Autocorrelation Function (ACF) is a statistical tool used to measure and analyze how a signal correlates with itself over different time intervals. It provides insights into how a dataset varies with itself at different lags.
Partial Autocorrelation Function (PACF) measures the correlation between a time series and its own lagged values, controlling for the values of the intervening lags. This function is crucial for identifying the order of an autoregressive model. The function helps distinguish the direct relationships between observations at different time points without interference from other lags.

- Select a channel from the channel list to visualize.

#### Statistical Domain Widget
Displays statistical analysis for the selected file and channel. The chart shows the statistical values across feature sets.

**Basic Operations:**
- Choose one or more files from the file list and display the data.

- Select the operator from the operator dropdown menu.

- Select a channel from the channel list to visualize.

#### Spectral Domain Widget
Shows spectral domain analysis for the selected file and channel. The x-axis represents frequency (0 to 0.5), and the y-axis shows amplitude.

**Basic Operations:**
- Choose one or more files from the file list and display the data.

- Select the operator from the operator dropdown menu.
Fast Fourier Transform (FFT) efficiently computes the Discrete Fourier Transform (DFT) and its inverse, reducing complexity from O(N²) to O(N log N).
Cepstrum is the inverse Fourier transform (IFT) of the logarithm of the estimated signal spectrum.
Short-Time Fourier Transform (STFT) is an extension of FFT that computes the Fourier Transform of short, overlapping segments of a signal over time.

- Select a channel from the channel list to visualize.

### Overall Sample Distribution
The overall sample distribution graph shows the distribution of labels for all the data in the project, which allows users to analyze the data balance.

#### Anomaly Detection
The graph shows the distribution of Normal samples and Anomaly samples.

#### Classification
The graph shows the distribution of all classes.

#### Regression
The labels of the regression task are continuous values. Therefore, the distribution of labels is discretized and displayed as a histogram, where the x-axis represents the target value. The y-axis represents the number of samples in the interval.
The regression task supports multiple targets. If the dataset contains multiple targets, click the direction arrow button to see the distribution of other targets.


## Auto Data Augmentation
The auto data augmentation feature provides automated data augmentation capabilities to enhance dataset diversity and improve model robustness.
This feature automatically generates synthetic samples by applying various transformation techniques to the original data.
### Benefits
- **Increased Dataset Size**: Expands limited datasets by generating new samples
- **Improved Model Generalization**: Helps models learn more robust features
- **Class Imbalance Mitigation**: Balances the underrepresented classes by generating more samples
- **Reduced Overfitting**: Provides more diverse training data to prevent overfitting
### How to Use
1. Click the button and initiate the auto data augmentation process.

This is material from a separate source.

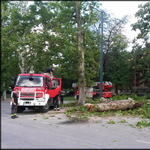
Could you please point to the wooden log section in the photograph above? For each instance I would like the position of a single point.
(115, 105)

2. The augmentation process begins, and a progress indicator is displayed. If needed, you can cancel the process at any time.

> *Note: The augmentation process can take some time depending on the dataset size and complexity.*
3. Once the augmentation is complete, the results are displayed in a summary table showing the number of new samples generated.

4. The newly generated augmented samples are automatically added to the dataset when you exit the augmentation dialog. The augmented data are available for model training.